2. Fase intraoperatif dari keperawatan perioperatif dimulai dketika pasien masuk atau dipindah kebagian atau keruang pemulihan. Pada fase ini lingkup aktivitas keperawatan dapat meliputi: memasang infuse (IV), memberikan medikasi intravena, melakukan pemantauan fisiologis menyeluruh sepanjang prosedur pembedahan dan menjaga keselamatan pasien. Pada beberapa contoh, aktivitas keperawatan terbatas hanyapada menggemgam tangan pasien selama induksi anastesia umum, bertindak dalam peranannya sebagai perawat scub, atau membantu dalam mengatur posisi pasien diatas meja operasi dengan menggunakan prinsip-prinsip dasar kesejajaran tubuh.

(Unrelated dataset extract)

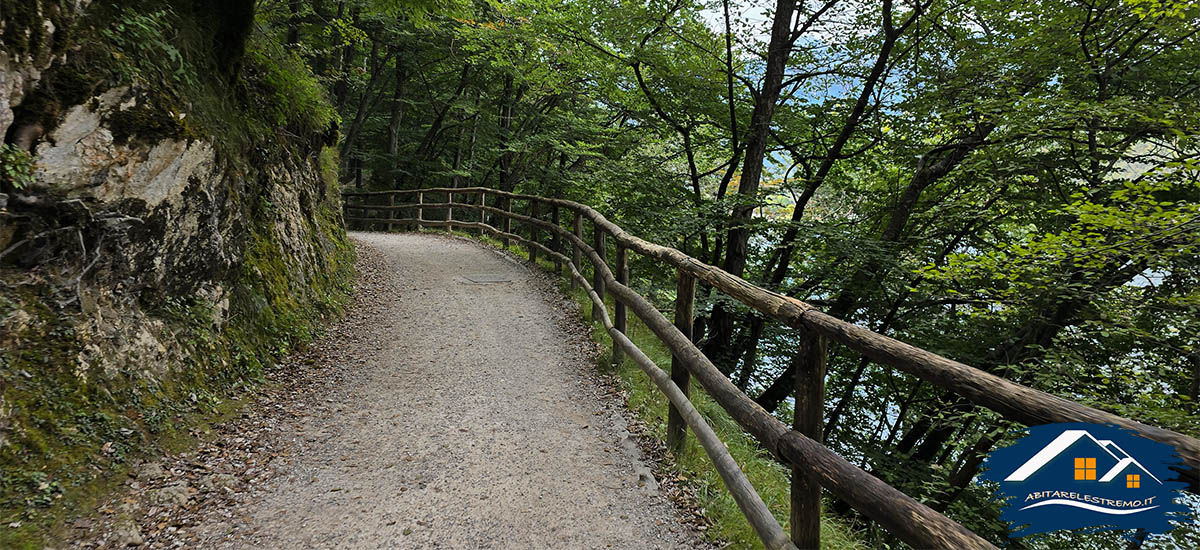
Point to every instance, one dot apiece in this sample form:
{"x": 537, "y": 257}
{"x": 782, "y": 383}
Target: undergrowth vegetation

3. Fase pascaoperatif dimulai dengan masuknya pasien keruang pemulihan dan berakhir dengan evaluasi tindak lanjut pada tatanan kliniik atau dirumah. Lingkup keperawatan mencakup rentang aktivitas yang luas selama periode ini. Pada fase pascaoperatif langsung, focus terhadap mengkaji efek dari agen anastesia dan memantau fungsi vital serta mencegah komplikasi. Aktivitas keperawatan kemudian berfokus pada penyembuhan pasien dan melakukan penyuluhan, perawatan tindak lanjut dan rujukan yang penting untuk penyembuhan yang berhasil dan rehabilitasi diikuti dengan pemulangan. Setiap fase ditelaah lebih detail lagi dalam unit ini. Kapan berkaitan dan memungkinkan, proses keperawatan pengkajian, diagnosa keperawatan, intervensi dan evaluasi diuraikan.

DIAGNOSA YANG MUNCUL
1. Infeksi risiko tinggi berhubungan dengan trauma jaringan
2. Kekurangan volume cairan berhubungan dengan kehilangan volume cairan aktif
3. Nyeri akut berhuungan dengan agen cidera kimia pasca operasi
4. Ketidak seimbangan nutrisi kurang dari kebutuhan tubuh berhubungan dengan tidak mampu dalam mencerna makanan.
5. Ansietas berhubungan dengan perubahan status kesehatan
6. Kurang pengetahuan berhubungan dengan kelemahan secara menyeluruh
7. Resiko kerusakan integritas kulit berhubungan dengan medikasi
8. Hipertermi berhubungan dengan medikasi atau anastesia.